US Soft Patch, Extended but Not Intensifying
Data from the US confirmed and modestly extended the manufacturing soft patch into labour markets and the service sector, but didn’t intensify it. The ADP Employment data early in the week gave early notice that Friday's non-farm payroll data was likely to be shocking, and in due course it was: a rise of just 115k was the worse reading since October, and to add insult to injury, previous months' gains were also revised down sharply. The bad news was amplified by shocks to average earnings (flat mom), whilst the cheer engendered by the unemployment ratio unexpectedly falling to 8.1% was dissipated by the fact it was mainly generated by a fall in the labour participation ratio. In addition to the labour market data, there was a clutch of shocks from regional surveys: the ISM New York survey, the Chicago PMI, and the Dallas Fed Manufacturing Activity all disappointed, with the Chicago PMI falling to the weakest reading since November 09.

Nonetheless, almost all surveys show that growth is continuing, albeit at a slightly reduced pace. And positive surprises are also continuing: the ISM Manufacturing survey for April was the strongest since last June, and even the weekly unemployment counts managed to surprise on the upside.

Europe: Continent of Falling Swords
Europe would kill for a 'soft patch' like that. But it's at the start of a recession which in Southern Europe is fast curdling into depression.  In Italy the reality is souring even faster than expectations. Its Manufacturing PMI came in at 43.8, the worst reading since October, and jobs were cut at the sharpest pace since January 2010. The Services PMI showed just 42.3, the sharpest contraction since mid-2009, with jobs being shed at the most rapid pace since July 09. In view of the message from the PMIs, the shocking jump in  unemployment to 9.8% in March - the worst reading in 12 years – should be no surprise. Certainly the news will be even worse in April.

There was also a shock from France, where the previous week's very soft Services PMI preliminary reading of 46.4 was cut in the final release to 45.2. New orders and work backlogs were both falling at the steepest pace since April 09. This collapse has not yet produced job cuts – but they surely cannot be long in coming.

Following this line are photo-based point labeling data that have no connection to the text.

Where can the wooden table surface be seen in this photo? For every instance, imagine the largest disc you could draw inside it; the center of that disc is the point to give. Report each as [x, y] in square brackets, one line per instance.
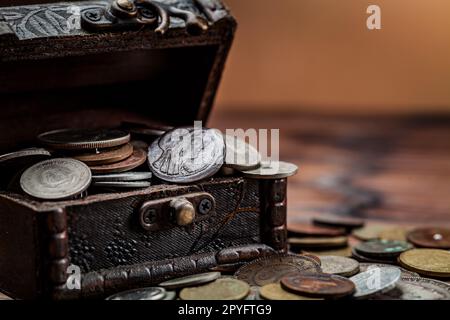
[394, 170]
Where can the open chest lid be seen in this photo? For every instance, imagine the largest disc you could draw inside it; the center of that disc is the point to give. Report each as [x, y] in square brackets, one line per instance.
[81, 64]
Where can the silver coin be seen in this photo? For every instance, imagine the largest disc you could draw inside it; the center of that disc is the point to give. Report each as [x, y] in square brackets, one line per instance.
[122, 184]
[375, 280]
[240, 155]
[363, 267]
[128, 176]
[186, 155]
[341, 266]
[56, 179]
[189, 281]
[272, 170]
[153, 293]
[417, 289]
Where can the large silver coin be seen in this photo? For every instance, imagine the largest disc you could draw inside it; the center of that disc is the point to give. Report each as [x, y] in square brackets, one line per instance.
[272, 170]
[417, 289]
[153, 293]
[56, 179]
[189, 281]
[240, 155]
[375, 280]
[186, 155]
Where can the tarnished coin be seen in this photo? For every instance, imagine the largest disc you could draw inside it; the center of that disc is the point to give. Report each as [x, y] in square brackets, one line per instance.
[187, 155]
[79, 139]
[221, 289]
[122, 184]
[190, 281]
[363, 267]
[340, 266]
[428, 262]
[339, 222]
[153, 293]
[274, 291]
[308, 230]
[436, 238]
[417, 289]
[272, 170]
[271, 269]
[127, 176]
[105, 156]
[319, 285]
[56, 179]
[374, 281]
[382, 248]
[314, 243]
[135, 160]
[240, 155]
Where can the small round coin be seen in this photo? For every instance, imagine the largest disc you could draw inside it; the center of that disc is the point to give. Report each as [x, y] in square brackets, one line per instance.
[436, 238]
[240, 155]
[272, 170]
[417, 289]
[341, 266]
[384, 249]
[375, 280]
[428, 262]
[318, 285]
[190, 281]
[135, 160]
[105, 156]
[314, 243]
[221, 289]
[56, 179]
[308, 230]
[271, 269]
[80, 139]
[274, 291]
[153, 293]
[186, 155]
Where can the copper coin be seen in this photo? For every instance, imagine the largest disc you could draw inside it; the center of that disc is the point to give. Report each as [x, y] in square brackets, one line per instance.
[435, 238]
[105, 156]
[138, 157]
[318, 285]
[309, 230]
[339, 222]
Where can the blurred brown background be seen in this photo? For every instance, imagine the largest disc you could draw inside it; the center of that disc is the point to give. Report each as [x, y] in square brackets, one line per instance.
[317, 55]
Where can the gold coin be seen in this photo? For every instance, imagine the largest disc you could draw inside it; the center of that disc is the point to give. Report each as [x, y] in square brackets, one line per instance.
[274, 291]
[429, 262]
[221, 289]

Even in Europe, however, there were a couple of positive surprises. Eurozone retail sales fell only 0.2% yoy, which was better than expected, mainly because German retail sales rose 0.9% mom and 2.3% yoy, both pleasantly surprising. 

Outside the Eurozone, UK PMI readings continue to outpace both its European partners and the recent GDP data: this week the UK's Construction PMI read 55.8; its Services PMI read 53.3 and its Manufacturing PMI read 50.5.